Metro cover on Frankford recovery homes, their content partnerships

The cover of a regional edition of the highest circulated daily newspaper in Philadelphia featured a news story of my own yesterday.

Rumors on the possible sale of an alleged drug-infested nuisance property veiled as a recovery home in a Northeast Philadelphia neighborhood that came out of last week’s Frankford Civic Association meeting was enough to warrant front page coverage of Metro. The property has been seen as something of a rallying call on the issue of illegal ‘recovery homes.’

I attended the meeting as a former resident and occasional contributor to NEast Philly, the Northeast hyperlocal, that started last month a content partnership with the Philadelphia edition of the international free daily newspaper franchise.

NEast Philly Editor Shannon McDonald says she entered the agreement, which features repackaged NEast content every other Wednesday, for the branding and larger distribution. Metro, which currently only pays McDonald for a feature Northeast freelance piece that usually leads the package, gets cheap content for a niche geographic readership for whom it can sell more direct advertising.

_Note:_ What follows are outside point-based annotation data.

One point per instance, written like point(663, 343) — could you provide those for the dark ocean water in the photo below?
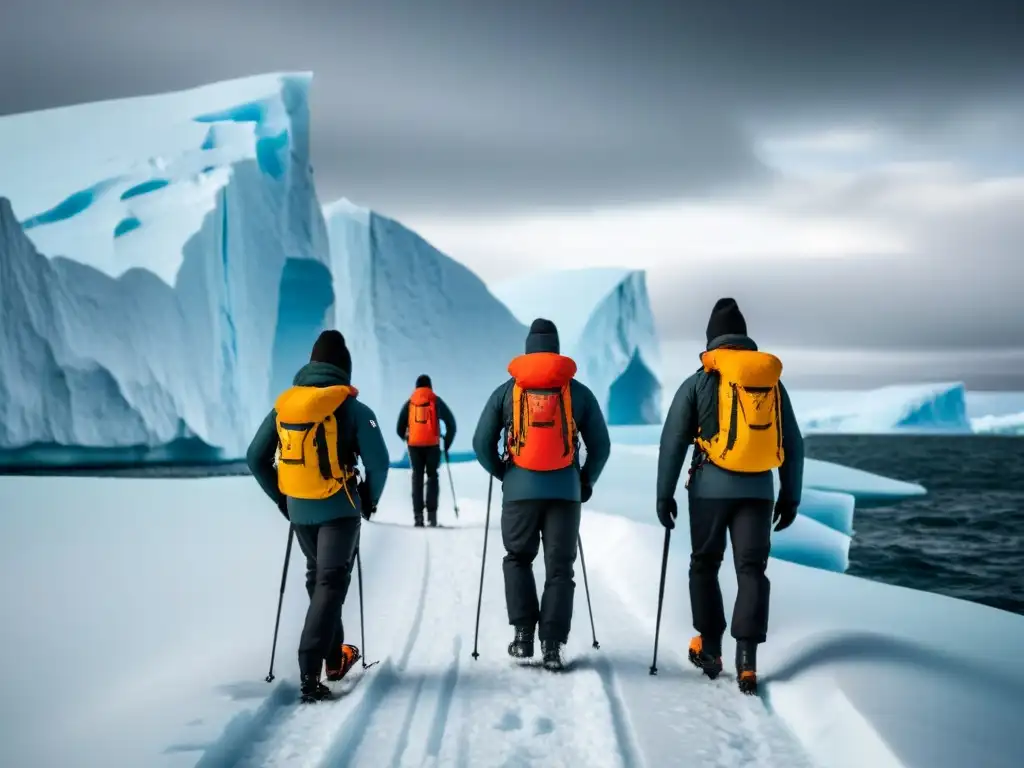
point(966, 538)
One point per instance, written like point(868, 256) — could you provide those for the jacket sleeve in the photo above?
point(259, 457)
point(594, 431)
point(373, 452)
point(791, 474)
point(445, 415)
point(402, 427)
point(488, 431)
point(677, 434)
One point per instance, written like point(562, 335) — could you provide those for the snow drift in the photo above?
point(605, 324)
point(151, 313)
point(406, 309)
point(903, 409)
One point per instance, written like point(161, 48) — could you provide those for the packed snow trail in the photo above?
point(428, 702)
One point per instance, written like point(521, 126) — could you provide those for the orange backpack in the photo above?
point(543, 434)
point(424, 429)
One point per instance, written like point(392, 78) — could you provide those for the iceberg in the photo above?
point(406, 309)
point(605, 324)
point(1005, 424)
point(150, 315)
point(916, 409)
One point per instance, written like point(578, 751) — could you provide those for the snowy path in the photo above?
point(428, 702)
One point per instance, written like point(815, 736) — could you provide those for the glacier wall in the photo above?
point(605, 324)
point(150, 315)
point(406, 309)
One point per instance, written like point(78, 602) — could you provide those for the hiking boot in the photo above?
point(706, 657)
point(313, 690)
point(552, 651)
point(522, 645)
point(338, 667)
point(747, 666)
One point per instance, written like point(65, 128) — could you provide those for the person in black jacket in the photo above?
point(723, 501)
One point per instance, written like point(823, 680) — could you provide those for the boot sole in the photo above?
point(711, 673)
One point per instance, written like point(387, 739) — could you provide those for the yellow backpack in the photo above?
point(750, 411)
point(308, 463)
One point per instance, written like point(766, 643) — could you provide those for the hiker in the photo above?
point(544, 412)
point(738, 417)
point(419, 426)
point(316, 431)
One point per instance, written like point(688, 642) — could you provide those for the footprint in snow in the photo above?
point(543, 726)
point(510, 721)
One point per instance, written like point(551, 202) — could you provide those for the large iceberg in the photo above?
point(169, 269)
point(605, 324)
point(406, 309)
point(903, 409)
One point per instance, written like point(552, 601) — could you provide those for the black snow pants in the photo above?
point(330, 550)
point(524, 524)
point(748, 522)
point(425, 460)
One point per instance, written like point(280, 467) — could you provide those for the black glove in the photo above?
point(667, 512)
point(366, 504)
point(785, 513)
point(586, 489)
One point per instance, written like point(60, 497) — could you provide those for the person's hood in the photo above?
point(321, 375)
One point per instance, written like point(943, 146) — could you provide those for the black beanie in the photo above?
point(543, 337)
point(330, 347)
point(725, 320)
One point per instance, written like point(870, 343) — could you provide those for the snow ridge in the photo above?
point(406, 309)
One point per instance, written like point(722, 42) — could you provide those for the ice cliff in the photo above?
point(406, 309)
point(606, 325)
point(905, 409)
point(169, 269)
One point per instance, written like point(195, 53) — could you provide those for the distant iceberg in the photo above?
point(905, 409)
point(406, 309)
point(605, 324)
point(141, 310)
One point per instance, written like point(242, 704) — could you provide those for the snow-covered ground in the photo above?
point(154, 602)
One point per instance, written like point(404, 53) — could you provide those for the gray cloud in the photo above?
point(435, 107)
point(957, 288)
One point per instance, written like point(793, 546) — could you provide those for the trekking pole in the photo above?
point(363, 627)
point(586, 585)
point(448, 463)
point(281, 600)
point(660, 599)
point(483, 560)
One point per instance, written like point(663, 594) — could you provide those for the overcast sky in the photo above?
point(853, 173)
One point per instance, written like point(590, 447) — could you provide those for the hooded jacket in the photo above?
point(354, 420)
point(697, 394)
point(524, 484)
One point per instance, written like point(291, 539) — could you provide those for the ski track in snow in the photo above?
point(432, 705)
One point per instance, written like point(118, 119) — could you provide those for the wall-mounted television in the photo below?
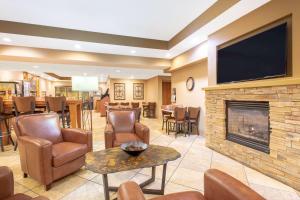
point(260, 56)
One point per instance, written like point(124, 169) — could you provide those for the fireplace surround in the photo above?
point(283, 96)
point(247, 123)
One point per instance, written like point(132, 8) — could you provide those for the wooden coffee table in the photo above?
point(116, 160)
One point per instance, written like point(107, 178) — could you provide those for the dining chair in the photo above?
point(5, 119)
point(193, 119)
point(59, 105)
point(179, 122)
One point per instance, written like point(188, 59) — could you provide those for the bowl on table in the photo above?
point(134, 148)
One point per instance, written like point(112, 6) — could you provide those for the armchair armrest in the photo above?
point(6, 182)
point(109, 136)
point(142, 131)
point(36, 158)
point(78, 136)
point(218, 185)
point(130, 191)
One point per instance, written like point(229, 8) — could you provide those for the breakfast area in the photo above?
point(158, 100)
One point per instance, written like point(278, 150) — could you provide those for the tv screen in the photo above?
point(261, 56)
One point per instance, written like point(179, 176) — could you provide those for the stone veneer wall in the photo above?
point(283, 162)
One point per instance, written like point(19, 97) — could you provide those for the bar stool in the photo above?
point(178, 123)
point(4, 118)
point(193, 118)
point(24, 106)
point(58, 105)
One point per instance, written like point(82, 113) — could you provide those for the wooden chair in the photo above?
point(151, 110)
point(135, 104)
point(165, 116)
point(58, 105)
point(193, 118)
point(4, 118)
point(178, 123)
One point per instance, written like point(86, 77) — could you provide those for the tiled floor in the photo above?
point(183, 174)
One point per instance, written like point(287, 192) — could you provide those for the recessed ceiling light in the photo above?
point(77, 46)
point(6, 39)
point(168, 55)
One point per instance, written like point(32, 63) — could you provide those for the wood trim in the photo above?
point(62, 78)
point(255, 84)
point(211, 13)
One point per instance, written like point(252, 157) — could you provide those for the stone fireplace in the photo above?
point(247, 123)
point(275, 126)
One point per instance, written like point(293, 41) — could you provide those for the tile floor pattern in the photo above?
point(186, 173)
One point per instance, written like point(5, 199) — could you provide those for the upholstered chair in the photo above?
point(7, 187)
point(47, 151)
point(217, 186)
point(122, 127)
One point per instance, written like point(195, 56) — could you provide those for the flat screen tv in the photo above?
point(263, 55)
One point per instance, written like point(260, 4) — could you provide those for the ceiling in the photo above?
point(135, 28)
point(72, 70)
point(155, 19)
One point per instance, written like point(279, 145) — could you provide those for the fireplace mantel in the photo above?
point(255, 84)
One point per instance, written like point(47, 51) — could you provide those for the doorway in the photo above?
point(166, 93)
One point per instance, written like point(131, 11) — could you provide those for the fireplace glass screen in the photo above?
point(248, 124)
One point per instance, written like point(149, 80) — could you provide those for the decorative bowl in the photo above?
point(134, 148)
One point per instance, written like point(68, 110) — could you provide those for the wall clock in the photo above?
point(190, 83)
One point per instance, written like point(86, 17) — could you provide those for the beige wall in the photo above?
point(128, 89)
point(11, 75)
point(260, 17)
point(196, 97)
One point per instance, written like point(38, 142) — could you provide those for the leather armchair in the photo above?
point(47, 151)
point(122, 127)
point(7, 187)
point(217, 186)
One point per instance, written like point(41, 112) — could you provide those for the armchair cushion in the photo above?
point(78, 136)
point(19, 196)
point(109, 136)
point(67, 151)
point(124, 138)
point(190, 195)
point(6, 182)
point(44, 126)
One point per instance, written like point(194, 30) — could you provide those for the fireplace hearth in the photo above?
point(247, 123)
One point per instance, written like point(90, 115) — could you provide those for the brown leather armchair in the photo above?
point(122, 127)
point(217, 186)
point(47, 151)
point(7, 187)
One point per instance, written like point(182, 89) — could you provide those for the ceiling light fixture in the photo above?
point(77, 46)
point(6, 39)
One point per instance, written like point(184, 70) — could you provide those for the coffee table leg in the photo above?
point(105, 186)
point(163, 181)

But it’s part of a growing direction for the scrappy free daily, which is likely more respected in Philadelphia than in its other U.S. markets of Boston and New York City but still takes heat for its short form, image and graphic driven product.

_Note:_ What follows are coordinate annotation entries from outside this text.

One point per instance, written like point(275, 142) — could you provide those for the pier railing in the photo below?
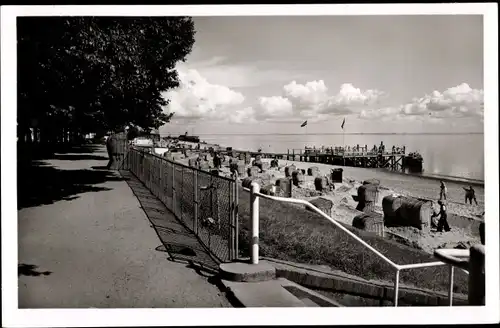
point(206, 203)
point(254, 213)
point(332, 151)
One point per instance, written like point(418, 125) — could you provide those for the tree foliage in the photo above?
point(98, 73)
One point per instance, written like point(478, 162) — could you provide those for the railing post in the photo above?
point(236, 224)
point(396, 288)
point(173, 190)
point(476, 275)
point(450, 291)
point(195, 191)
point(254, 214)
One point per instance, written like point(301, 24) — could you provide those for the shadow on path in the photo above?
point(30, 270)
point(39, 151)
point(79, 157)
point(177, 240)
point(40, 183)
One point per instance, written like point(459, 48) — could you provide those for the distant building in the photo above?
point(155, 135)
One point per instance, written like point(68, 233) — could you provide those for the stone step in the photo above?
point(275, 293)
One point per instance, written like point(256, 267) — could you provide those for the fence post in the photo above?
point(476, 275)
point(254, 214)
point(450, 284)
point(237, 223)
point(195, 193)
point(396, 288)
point(182, 191)
point(231, 220)
point(173, 189)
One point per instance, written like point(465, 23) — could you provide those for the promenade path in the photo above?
point(85, 241)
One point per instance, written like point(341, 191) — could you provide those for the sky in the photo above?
point(383, 74)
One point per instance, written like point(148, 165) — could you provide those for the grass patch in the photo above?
point(292, 233)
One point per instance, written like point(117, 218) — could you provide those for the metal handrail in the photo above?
point(254, 209)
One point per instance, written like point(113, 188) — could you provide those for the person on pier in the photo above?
point(443, 218)
point(470, 194)
point(443, 191)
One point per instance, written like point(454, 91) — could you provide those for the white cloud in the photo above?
point(274, 107)
point(197, 98)
point(456, 102)
point(380, 113)
point(459, 101)
point(245, 115)
point(313, 101)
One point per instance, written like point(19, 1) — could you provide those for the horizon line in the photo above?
point(333, 133)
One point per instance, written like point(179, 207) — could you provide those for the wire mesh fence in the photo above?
point(206, 203)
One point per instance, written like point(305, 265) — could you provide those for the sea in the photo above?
point(447, 156)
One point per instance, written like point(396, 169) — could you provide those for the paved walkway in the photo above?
point(91, 245)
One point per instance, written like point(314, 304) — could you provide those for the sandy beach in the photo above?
point(463, 218)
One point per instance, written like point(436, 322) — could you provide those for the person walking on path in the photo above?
point(443, 218)
point(470, 194)
point(443, 192)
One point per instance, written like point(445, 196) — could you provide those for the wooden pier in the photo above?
point(361, 157)
point(355, 157)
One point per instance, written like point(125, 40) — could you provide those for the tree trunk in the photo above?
point(117, 147)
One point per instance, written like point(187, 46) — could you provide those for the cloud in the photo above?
point(197, 98)
point(456, 102)
point(313, 101)
point(245, 116)
point(274, 107)
point(459, 101)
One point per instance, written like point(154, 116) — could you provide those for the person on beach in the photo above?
point(443, 218)
point(443, 191)
point(470, 194)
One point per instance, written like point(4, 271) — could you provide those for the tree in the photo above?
point(90, 74)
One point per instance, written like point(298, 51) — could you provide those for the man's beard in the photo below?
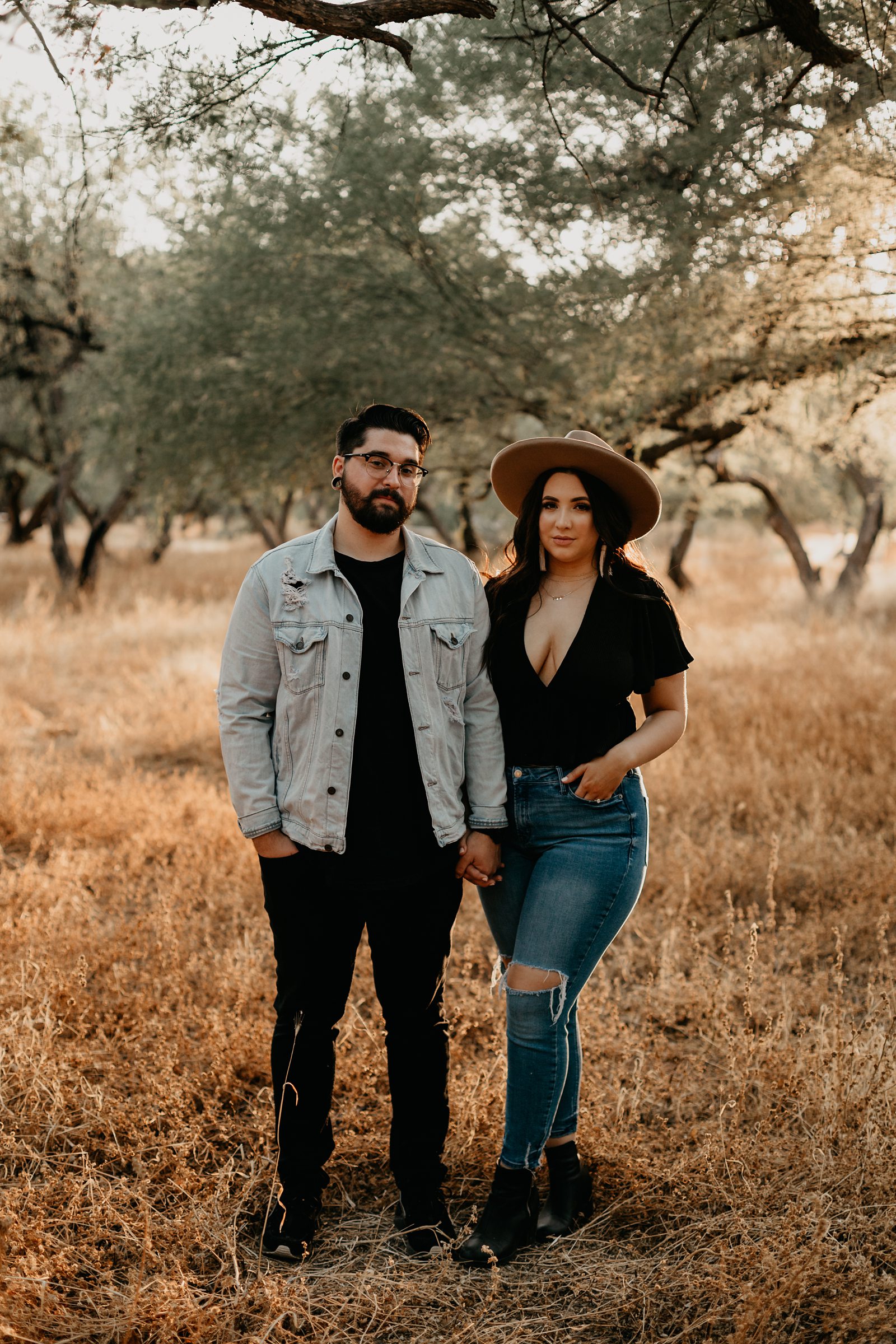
point(371, 512)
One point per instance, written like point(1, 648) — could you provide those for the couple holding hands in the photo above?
point(390, 727)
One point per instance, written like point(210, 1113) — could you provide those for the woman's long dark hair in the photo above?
point(515, 586)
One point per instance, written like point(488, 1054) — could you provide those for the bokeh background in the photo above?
point(223, 232)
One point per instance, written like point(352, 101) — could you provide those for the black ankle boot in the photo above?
point(507, 1222)
point(570, 1193)
point(292, 1225)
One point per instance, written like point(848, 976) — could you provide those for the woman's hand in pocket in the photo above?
point(598, 778)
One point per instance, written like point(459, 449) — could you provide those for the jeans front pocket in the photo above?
point(568, 791)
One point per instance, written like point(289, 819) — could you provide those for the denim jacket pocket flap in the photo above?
point(448, 651)
point(301, 654)
point(452, 633)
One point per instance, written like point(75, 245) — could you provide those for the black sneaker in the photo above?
point(289, 1231)
point(425, 1222)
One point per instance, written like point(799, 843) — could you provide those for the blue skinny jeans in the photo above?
point(574, 871)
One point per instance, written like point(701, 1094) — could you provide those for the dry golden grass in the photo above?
point(740, 1074)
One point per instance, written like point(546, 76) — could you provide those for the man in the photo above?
point(362, 741)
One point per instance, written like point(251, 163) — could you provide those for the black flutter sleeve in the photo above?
point(659, 648)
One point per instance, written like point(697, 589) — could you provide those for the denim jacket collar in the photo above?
point(417, 552)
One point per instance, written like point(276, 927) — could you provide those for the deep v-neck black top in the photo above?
point(627, 642)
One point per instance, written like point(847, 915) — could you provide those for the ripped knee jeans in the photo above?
point(574, 871)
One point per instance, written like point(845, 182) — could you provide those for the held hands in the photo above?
point(274, 844)
point(598, 778)
point(479, 859)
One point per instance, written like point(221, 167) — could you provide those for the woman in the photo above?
point(577, 628)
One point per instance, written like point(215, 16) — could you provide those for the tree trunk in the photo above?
point(102, 523)
point(260, 523)
point(470, 541)
point(66, 568)
point(22, 530)
point(778, 522)
point(853, 572)
point(163, 538)
point(281, 521)
point(682, 546)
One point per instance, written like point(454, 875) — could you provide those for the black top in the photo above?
point(389, 834)
point(622, 647)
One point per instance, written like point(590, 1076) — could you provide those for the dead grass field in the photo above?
point(740, 1073)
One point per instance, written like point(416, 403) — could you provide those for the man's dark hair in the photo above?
point(352, 432)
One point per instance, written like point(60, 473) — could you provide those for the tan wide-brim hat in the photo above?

Since announcing the deal on April 29, Metro also has a partnership with noted cityblog Philebrity.com, which offers highlighted nightlife listings for the coming weekend, and has an agreement with election news blog pa2010 and the Philadelphia Business Journal.

It goes beyond Philadelphia.

As eMedia Vitals reported, like the Northeast for Philadelphia, the New York paper rolled out a Queens edition and uses Mashable content on Thursdays. The Canadian arm partnered with FourSquare.

The free daily is leveraging independent publishers who want to grow their reach and hit print readers to get free or low cost content and those communities and niches. It’s an angle that print isn’t dead — it just needs some cost cutting and realignment.

It seems like a brilliant strategy in my estimation.